Murillo pinta en plateados tonos grises o dorados vidriados las "seis tinajas de piedra" que enuncia San Juan (Jn 2.1-12) en su relato de las Bodas de Caná. De aquí que ni el color a basto barro cocido, propio de los cántaros béticos, ni las formas, en este cuadro más sofisticadas y 'orientales', coincidan con el conjunto de piezas alfareras habituales en su pintura. También resulta curioso, si no enigmático, que pinte un séptimo cántaro, éste más sevillano, en brazos del personaje que abre -o cierra- la composición, a la derecha.
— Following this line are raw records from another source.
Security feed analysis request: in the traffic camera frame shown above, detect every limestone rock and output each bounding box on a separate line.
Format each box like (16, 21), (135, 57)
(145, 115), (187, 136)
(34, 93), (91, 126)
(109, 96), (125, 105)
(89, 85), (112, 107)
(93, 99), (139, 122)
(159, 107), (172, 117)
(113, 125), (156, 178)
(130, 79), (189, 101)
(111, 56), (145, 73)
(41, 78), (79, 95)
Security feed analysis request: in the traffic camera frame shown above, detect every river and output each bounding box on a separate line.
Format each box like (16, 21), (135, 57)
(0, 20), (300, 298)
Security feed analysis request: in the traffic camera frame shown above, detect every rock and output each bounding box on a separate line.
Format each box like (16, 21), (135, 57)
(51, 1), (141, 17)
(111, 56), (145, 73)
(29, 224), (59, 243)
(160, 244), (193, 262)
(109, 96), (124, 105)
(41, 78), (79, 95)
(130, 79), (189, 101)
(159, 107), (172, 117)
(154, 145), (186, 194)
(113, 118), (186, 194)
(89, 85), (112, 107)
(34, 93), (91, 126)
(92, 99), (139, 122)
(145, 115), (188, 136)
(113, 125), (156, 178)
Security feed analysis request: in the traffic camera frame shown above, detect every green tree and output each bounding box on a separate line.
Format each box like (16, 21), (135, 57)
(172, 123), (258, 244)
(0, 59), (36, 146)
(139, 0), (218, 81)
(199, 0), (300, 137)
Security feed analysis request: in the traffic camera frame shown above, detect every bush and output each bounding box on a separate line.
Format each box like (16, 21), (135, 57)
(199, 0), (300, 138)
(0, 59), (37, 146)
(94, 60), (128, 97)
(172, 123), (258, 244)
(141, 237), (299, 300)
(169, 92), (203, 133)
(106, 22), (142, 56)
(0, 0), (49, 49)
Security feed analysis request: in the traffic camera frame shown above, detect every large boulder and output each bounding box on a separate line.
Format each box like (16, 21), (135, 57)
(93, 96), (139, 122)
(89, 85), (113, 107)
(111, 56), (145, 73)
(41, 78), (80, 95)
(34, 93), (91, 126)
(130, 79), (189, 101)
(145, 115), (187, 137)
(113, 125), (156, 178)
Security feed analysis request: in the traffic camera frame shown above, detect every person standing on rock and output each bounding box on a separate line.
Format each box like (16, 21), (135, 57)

Murillo emplea este tema pare realizar una de sus obras con mayor número de personajes. La escena se desarrolla en un interior de clara inspiración clásica. Una gran mesa sobre la que se sientan los invitados preside la composición, distribuyéndose a su alrededor más de 20 personas. En el centro se hallan los novios, inundados por la luz blanca y potente que se dirige hacia los cántaros de primer plano, verdaderos protagonistas de la escena. En la izquierda aparece Cristo en el momento de realizar el milagro, acompañado por María. Los sirvientes se disponen a echar agua en las vasijas mientras el maestresala dirige su mirada a los comensales. Las figuras se disponen en planos paralelos con lo que se aumenta la sensación de profundidad. Murillo emplea vestidos orientales en algunos personajes, mantos, turbantes o una preciosa tela en la mesa que contemplamos a la izquierda, lo que podría indicar, según los especialistas, la relación de Sevilla con el mercado oriental durante el siglo XVII. El empleo de estos vestidos, la amplitud del escenario y el gran número de figuras empleadas traen a la memoria las escenas de Veronés. La iluminación utilizada por el maestro configura un sensacional efecto atmosférico, diluyendo los personajes del fondo de la misma manera que hace Velázquez. Sin embargo, Murillo no renuncia a recoger todo tipo de detalles, especialmente en primer plano, creando un estilo personal de gran belleza. No debemos olvidar su interés hacia los gestos, expresiones y actitudes, demostrando su maestría en el manejo de este asunto, maestría que también exhibe en el uso del color

Fuente: artehistoria/ oroxerbar.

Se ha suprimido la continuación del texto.